The Journals of Gerontology Series A: Biological Sciences and Medical Sciences ( IF 5.1 ) Pub Date : 2020-02-14 , DOI: 10.1093/gerona/gly251
Nicole M Armstrong 1 , Jennifer A Deal 2, 3 , Joshua Betz 3, 4 , Stephen Kritchevsky 5 , Sheila Pratt 6, 7 , Tamara Harris 1 , Lisa C Barry 8 , Eleanor M Simonsick 1 , Frank R Lin 2, 4, 9, 10
Affiliation  

BACKGROUND Depressive symptoms and hearing loss (HL) are independently associated with increased risk of incident disability; whether the increased risk is additive is unclear. METHODS Cox Proportional Hazards models were used to assess joint associations of HL (normal, mild, moderate/severe) and late-life depressive symptoms (defined by a score of ≥8 on the 10-item Center for Epidemiologic Studies-Depression scale) with onset of mobility disability (a lot of difficulty or inability to walk ¼ mile and/or climb 10 steps) and any disability in activities of daily living (ADL), among 2,196 participants of the Health, Aging and Body Composition Study, a cohort of well-functioning older adults aged 70-79 years.
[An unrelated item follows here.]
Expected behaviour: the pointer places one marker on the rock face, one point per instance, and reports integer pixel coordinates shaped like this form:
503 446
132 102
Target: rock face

Models were adjusted for age, race, sex, education, diabetes, hypertension, and body mass index. RESULTS Relative to participants with normal hearing and without depressive symptoms, participants without depressive symptoms who had mild or moderate/severe HL had increased risk of incident mobility and ADL disability (hazard ratio [HR] for mobility disability, mild HL:1.34, 95% confidence interval [CI]: 1.09, 1.64 and HR for mobility disability, moderate/severe HL: 1.37, 95% CI: 1.08, 1.75 and HR for ADL disability, mild HL: 1.32, 95% CI: 1.08, 1.63, and HR for ADL disability, moderate/severe HL: 1.42, 95% CI: 1.11, 1.82). Among participants with depressive symptoms, mild HL (HR: 1.71, 95% CI: 1.09, 2.70) was associated with increased risk of incident mobility disability. CONCLUSIONS Independent of depressive symptoms, risk of incident disability was greater in older adults with HL, regardless of severity. Further research into HL interventions may delay disability onset.

中文翻译:

听力损失和抑郁症状与老年人事件残疾的关联:健康,衰老和身体成分研究。

背景技术抑郁症状和听力损失(HL)与事件致残风险的增加独立相关。尚不清楚增加的风险是否是累加的。方法采用Cox比例危险模型评估HL(正常,轻度,中度/重度)与晚期抑郁症状(在10个项目的流行病学研究中心-抑郁量表中得分≥8)的联合关联,在健康,老龄化和身体成分研究的2,196名参与者中,有行动不便的发作(很多困难或无法走路1/4英里和/或爬10个台阶)和日常生活活动中的任何残疾(ADL)。运作良好的70-79岁的老年人。针对年龄,种族,性别,教育程度,糖尿病,高血压和体重指数对模型进行了调整。结果相对于听力正常,无抑郁症状的参与者,轻度或中度/重度HL的无抑郁症状的参与者发生活动性和ADL残疾的风险增加(活动性障碍的危险比[HR],轻度HL:1.34,95%置信区间[CI]:行动不便的置信区间[1.0],1.64和HR,中度/重度HL:ADL残疾的1.37、95%CI:1.08、1.75和HR,轻度HL:1.32、95%CI:1.08、1.63和HR对于ADL残疾,中度/重度HL:1.42,95%CI:1.11,1.82)。在具有抑郁症状的参与者中,轻度HL(HR:1.71,95%CI:1.09,2.70)与意外行动不便的风险增加相关。结论独立于抑郁症状,不论严重程度如何,老年HL患者发生残疾的风险均较高。